Project 1
Housing Data Scraped from Zillow
The first step I took for this exercise is to initially create a database by running code to scrape n=400 houses directly from Zillow’s website. I initially completed this step in class using the first iteration of the zillow_scrape.py code, and this is the database which I used in this project. After successfully scraping the data following our instruction in class, I attempted to create another database from housing data in Miami, FL. However, by this time the ingenious data scientists at Zillow had made an alteration to their website code that rendered my zillow_scrape.py functionally useless.
Given this alteration, I reverted back to my original dataset of Austin, TX. A quick check of the data showed that there were about eight seemingly random errors in transcribing house prices from Zillow. I manually searched for these houses and found the Zestimate for each. After trying to run the code in Pycharm, I repeatedly received an error on the initial scaling of the data:
homes[['prices_scale']] = homes[['prices']]/100000
homes[['sqft_scale']] = homes[['sqft']]/1000
I concluded that the error was due to missing values in the square foot column for houses that did not report square footage anywhere on zillow. This caused these values to spit back more html code. In order to avoid skewing the data, I replaced these 8 homes with other randomly chosen houses in Austin that had values for each metric we are measuring.
Ultimately, I continued with 392 data points in my homes csv. Here is some of the descriptive statistics of the data:
Mean Price: 650557.6198979592, Min: 100,000, Max: 10,995,000, Std: 968.2185799931642, Var: 937447.2186439793
Mean Sqft: 1987.2551020408164, Min: 401, Max: 10,887, Std: 968.2185799931642, Var: 937447.2186439793
Mean no_beds: 3.2448979591836733, Min: 1, Max: 8, Std: 0.9601920576192067, Var: 0.921968787515006
Mean baths: 2.642857142857143, Max: 6, Min: 1, Std: 0.8846517369293828, Var: 0.782608695652174
And two boxplots:
We can see from this data that there exists a small number of outliers in sqft and no_beds on the higher ends of the spectrum. Further, the median price of all of the houses was 425,000, and when we compare this with the mean, we can see that these higher data points probably did skew the central tendency slightly upward. The data points that were concentrated near these higher values were overwhelmingly predicted as bad investments by my model.
Model Architecture
The model architecture itself is similar to the model we used for our previous list of 6 homes in Mathews, VA. We have a sequential neural network that contains a single dense layer with the input shape set for the amount of variables chosen as the key analysis metrics. This was the original code I used for the model:
model = tf.keras.Sequential([keras.layers.Dense(units=1, input_shape=[3])])

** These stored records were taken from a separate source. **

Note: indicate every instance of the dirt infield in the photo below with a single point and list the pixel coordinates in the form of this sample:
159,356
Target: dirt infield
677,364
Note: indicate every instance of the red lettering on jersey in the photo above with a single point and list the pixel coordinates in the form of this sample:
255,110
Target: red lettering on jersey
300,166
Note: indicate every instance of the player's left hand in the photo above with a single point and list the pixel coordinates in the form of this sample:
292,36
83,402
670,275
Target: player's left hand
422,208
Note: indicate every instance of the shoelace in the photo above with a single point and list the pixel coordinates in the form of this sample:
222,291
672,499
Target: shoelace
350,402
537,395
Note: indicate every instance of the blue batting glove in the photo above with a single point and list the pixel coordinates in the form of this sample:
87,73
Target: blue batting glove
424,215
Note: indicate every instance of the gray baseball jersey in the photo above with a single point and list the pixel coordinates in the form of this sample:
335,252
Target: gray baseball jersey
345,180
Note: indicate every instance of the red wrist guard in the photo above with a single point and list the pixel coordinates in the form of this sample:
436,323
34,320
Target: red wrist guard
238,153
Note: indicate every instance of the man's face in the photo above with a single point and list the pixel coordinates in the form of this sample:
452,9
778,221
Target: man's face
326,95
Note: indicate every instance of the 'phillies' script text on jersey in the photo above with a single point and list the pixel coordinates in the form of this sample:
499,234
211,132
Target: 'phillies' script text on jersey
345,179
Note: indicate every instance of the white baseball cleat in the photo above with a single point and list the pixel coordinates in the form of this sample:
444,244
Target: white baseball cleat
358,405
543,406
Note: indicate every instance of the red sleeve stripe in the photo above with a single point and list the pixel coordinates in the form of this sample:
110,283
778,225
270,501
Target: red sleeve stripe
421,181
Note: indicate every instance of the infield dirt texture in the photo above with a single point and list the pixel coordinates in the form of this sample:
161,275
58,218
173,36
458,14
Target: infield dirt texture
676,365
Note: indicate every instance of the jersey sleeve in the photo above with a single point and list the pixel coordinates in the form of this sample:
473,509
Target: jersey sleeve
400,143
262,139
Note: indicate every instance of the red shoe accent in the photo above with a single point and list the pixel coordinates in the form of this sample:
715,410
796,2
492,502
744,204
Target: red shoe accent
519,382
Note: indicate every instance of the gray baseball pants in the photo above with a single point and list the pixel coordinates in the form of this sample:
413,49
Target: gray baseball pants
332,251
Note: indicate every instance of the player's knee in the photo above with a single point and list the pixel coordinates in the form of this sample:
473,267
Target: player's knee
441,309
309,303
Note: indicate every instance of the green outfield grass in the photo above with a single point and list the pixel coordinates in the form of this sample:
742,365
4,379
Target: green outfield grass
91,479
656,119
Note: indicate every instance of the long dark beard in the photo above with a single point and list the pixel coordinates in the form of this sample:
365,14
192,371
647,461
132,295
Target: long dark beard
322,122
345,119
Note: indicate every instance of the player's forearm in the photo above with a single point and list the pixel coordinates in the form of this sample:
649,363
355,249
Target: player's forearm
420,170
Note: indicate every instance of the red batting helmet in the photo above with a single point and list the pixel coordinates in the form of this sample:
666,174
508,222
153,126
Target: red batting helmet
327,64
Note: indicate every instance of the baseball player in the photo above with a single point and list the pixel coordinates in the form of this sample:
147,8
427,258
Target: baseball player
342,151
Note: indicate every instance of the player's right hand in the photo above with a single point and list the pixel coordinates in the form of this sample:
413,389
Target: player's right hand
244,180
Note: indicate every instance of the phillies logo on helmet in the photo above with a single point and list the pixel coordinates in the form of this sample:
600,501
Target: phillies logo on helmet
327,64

model.compile(optimizer='sgd', loss='mean_squared_error')
history = model.fit(x_1, y, epochs=500)
I attempted to create three arrays to use in a stack in order to train my neural network. I received some errors when I first tried to create these arrays because the shapes of my inputs were different between my x, x_1, and y values. After some unsuccessful attempts at reshaping and massaging these variables, I changed the input_shape=1 and was able to produce some graphs:
Output Analysis
Upon first glance, the plots I generated describe a dataset that is very overfit to the graph trendline. After a discussion and a workshop with our TAs, I decided to push forward with the graphs that I was able to generate due to time constraints. I believe the overfit graph can be explained by the issues that I had with the stack earlier in my model architecture.
The MSE of the raw data was around 5.061940368, which again alludes to a seriously overfit model; this can also be seen in the matplotlib graphs that I included in the Housing Data section.
Here are the best predicted deals based on my data for these houses:
After generating this list I ran some statistics on the differences between the predicted and asking prices. Given how overfit our model is, the predicted values are usually very close to the actual price. However, I still checked whether the model is predisposed to over-predictions or under-predictions. Overall, my model tended towards overpredictions, as more than half of the predicted values were higher than the asking price. However, we must be careful in extrapolating these results.